The world of being lonely. The loss. The grief. The loss could be physical, mental, emotional, social, or financial. So many. Assorted yet the same. There is a component of physical pain when abandonment sets in. The pathway to parts of the brain is the same for both abandonment and physical pain. The roadmap to this similarity can be traced to the proto-humans. In those days, any individual who had either contracted an infectious disease or had done an act against the community was abandoned and was left to fend for themselves. They either met their end in the stomach of a hungry predator or realised that they were struck with grief, and the lack of expression led to a different coping mechanism. The same is seen in this time and age, too. If one is fortunate enough, expressing this grief or finding another social fabric is not unheard of in modern times. The story may take a different turn if one decides to internalize and cope with it. We live in a very transactional world. Abandonment is not just physical distance. One may find oneself alone in a room full of people and sense the grief of abandonment.
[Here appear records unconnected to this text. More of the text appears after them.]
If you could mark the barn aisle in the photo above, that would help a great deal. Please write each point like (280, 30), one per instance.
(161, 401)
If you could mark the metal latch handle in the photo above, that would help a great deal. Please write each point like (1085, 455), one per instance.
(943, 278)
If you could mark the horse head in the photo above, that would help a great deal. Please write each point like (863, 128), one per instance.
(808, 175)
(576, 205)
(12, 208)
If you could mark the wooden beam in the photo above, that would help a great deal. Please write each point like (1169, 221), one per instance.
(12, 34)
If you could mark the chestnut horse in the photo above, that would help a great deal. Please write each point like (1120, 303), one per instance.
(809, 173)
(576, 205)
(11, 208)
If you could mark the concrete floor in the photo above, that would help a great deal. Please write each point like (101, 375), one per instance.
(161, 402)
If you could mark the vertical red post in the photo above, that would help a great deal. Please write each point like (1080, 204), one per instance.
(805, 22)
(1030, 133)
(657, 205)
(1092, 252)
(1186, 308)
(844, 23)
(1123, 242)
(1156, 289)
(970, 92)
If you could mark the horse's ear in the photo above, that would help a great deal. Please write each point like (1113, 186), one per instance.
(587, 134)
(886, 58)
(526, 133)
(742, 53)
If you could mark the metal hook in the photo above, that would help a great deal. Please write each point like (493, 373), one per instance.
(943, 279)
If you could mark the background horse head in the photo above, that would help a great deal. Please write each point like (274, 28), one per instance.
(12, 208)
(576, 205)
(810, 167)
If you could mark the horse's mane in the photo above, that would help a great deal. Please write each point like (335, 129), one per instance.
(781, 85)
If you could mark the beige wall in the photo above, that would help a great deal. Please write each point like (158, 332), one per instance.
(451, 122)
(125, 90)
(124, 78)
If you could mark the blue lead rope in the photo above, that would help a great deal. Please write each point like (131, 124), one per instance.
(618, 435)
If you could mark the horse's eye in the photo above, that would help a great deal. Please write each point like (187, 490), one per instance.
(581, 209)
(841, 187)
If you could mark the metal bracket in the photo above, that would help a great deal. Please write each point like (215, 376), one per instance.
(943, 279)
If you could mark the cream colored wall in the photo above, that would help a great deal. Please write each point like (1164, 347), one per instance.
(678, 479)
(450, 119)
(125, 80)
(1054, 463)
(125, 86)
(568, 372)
It is interesting how this track can run both ways, it is not unidirectional. Chronic Pain fatigues the individual so much that they may end up abandoning their social fabric. Their inability to be a part of activities and repeated no-shows leave them out. Abandoned. This may be by the outside world or themselves, the result is the same. Pain and abandonment go hand in hand. None wiser than the other. Not always together, and yet they find their way to each other. As dramatic as my young hero was in the OPD, his pain was not a lie. His suffering was not a lie. His feeling abandoned was not a lie. The understanding of this phenomenon tries to shed light on how our brain, which processes both the neurochemicals for pain and emotions, has similar pathways, receptors, and proteins, and other very intricate mechanisms. The discussion of the connection between pain and emotions has been a classic topic. This article is an attempt to create a mental note that at some point, when we find it tough to understand the origins of pain the standard way, the possibility of thinking out of the box may give us some clarity.